Subjective Urgency and Object Little a
Subjective Urgency and Object Little a
Frank Rollier
In his paper on “Logical Time,” Lacan talks about “the urgency of the moment of concluding.” [1] In Vulgar Latin, urgens means what cannot be delayed. This moment, proposes Jacques-Alain Miller, is a “sudden reversal” of expectation into urgency, which is “prescribed by the very signifier’s structure,” because then “there is some lack in the signifier.” This lack is going to be “supplemented” by the urgency to conclude, thus giving haste, or urgency, “the status of an object little a.”[2] What does that state?
Object little a is a concept which, says Miller, “inserts life into the mortified signifying chain,”[3] as it appears specifically in the fantasy’s mathem. Thus, urgency rhymes with life – this is what Lacan highlights when he translates Freud’s words, die Not des Lebens by “life’s urgency.”[4] He also points out that “nothing created appears without urgency.”[5] “Life’s urgency” first brings color to subjective urgency, then to the treatment itself.
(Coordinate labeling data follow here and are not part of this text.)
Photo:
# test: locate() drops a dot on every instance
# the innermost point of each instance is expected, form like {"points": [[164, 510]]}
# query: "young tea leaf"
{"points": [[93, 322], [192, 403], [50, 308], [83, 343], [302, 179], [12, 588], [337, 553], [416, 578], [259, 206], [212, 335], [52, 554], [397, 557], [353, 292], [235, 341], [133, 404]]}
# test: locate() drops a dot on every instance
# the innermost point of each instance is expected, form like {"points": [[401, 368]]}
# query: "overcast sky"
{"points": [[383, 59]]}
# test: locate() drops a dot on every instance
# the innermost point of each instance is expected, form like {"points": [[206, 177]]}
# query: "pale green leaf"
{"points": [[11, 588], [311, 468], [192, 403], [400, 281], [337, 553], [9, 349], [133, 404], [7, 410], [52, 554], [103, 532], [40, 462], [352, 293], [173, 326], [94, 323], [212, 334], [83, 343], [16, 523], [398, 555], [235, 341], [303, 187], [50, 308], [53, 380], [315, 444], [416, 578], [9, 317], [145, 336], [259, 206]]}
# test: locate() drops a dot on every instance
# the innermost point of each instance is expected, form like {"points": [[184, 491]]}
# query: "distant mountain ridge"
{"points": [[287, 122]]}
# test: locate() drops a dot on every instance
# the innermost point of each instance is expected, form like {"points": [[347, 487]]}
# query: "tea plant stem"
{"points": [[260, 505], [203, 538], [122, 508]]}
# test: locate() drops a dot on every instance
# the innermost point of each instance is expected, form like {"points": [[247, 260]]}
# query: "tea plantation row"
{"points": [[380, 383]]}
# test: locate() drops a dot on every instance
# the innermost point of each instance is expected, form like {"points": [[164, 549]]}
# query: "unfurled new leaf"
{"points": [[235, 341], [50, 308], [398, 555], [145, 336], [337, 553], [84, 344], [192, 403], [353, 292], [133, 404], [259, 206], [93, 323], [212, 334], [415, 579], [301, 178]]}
However, this status of object little a also indicates a loss.[6] In a state of urgency, the subject separates himself from the anxiety and perplexity caused by a traumatic break in the signifying chain. Subjective urgency has the character of an act, which is an opening towards the Other: “nothing in urgency fails to surpass itself in speech.”[7] This move, which goes against the passion of ignorance and departs from a passage to the act, is an urgency to say. Then, the subject’s anxiety may start to calm down.
1 Lacan, J., “Logical Time and the Assertion of Anticipated Certainty,” Écrits, Norton, New York/London, 2006, p. 168.
2 Miller, J.-A., “L’orientation lacanienne. Les us du laps,” class of 17 May 2000 ( not translated).
3 Miller, J.-A., “Biologie lacanienne,” La Cause freudienne, No. 44, p. 22 (not translated).
4 Lacan, J., The Ethics of Psychoanalysis, The Seminar of Jacques Lacan, Book VII, Norton, New York/London, 1992, p 46.
5 Lacan, J., “The Function and Field of Speech and Language in Psychoanalysis,” Écrits, op. cit., p. 201.
6 Lacan, J., The Other Side of Psychoanalysis, The Seminar of Jacques Lacan, Book XVII, Norton, New York/London, 2007, p. 19.
7 Lacan, J., “The Function and Field of Speech and Language in Psychoanalysis,” Écrits, op. cit.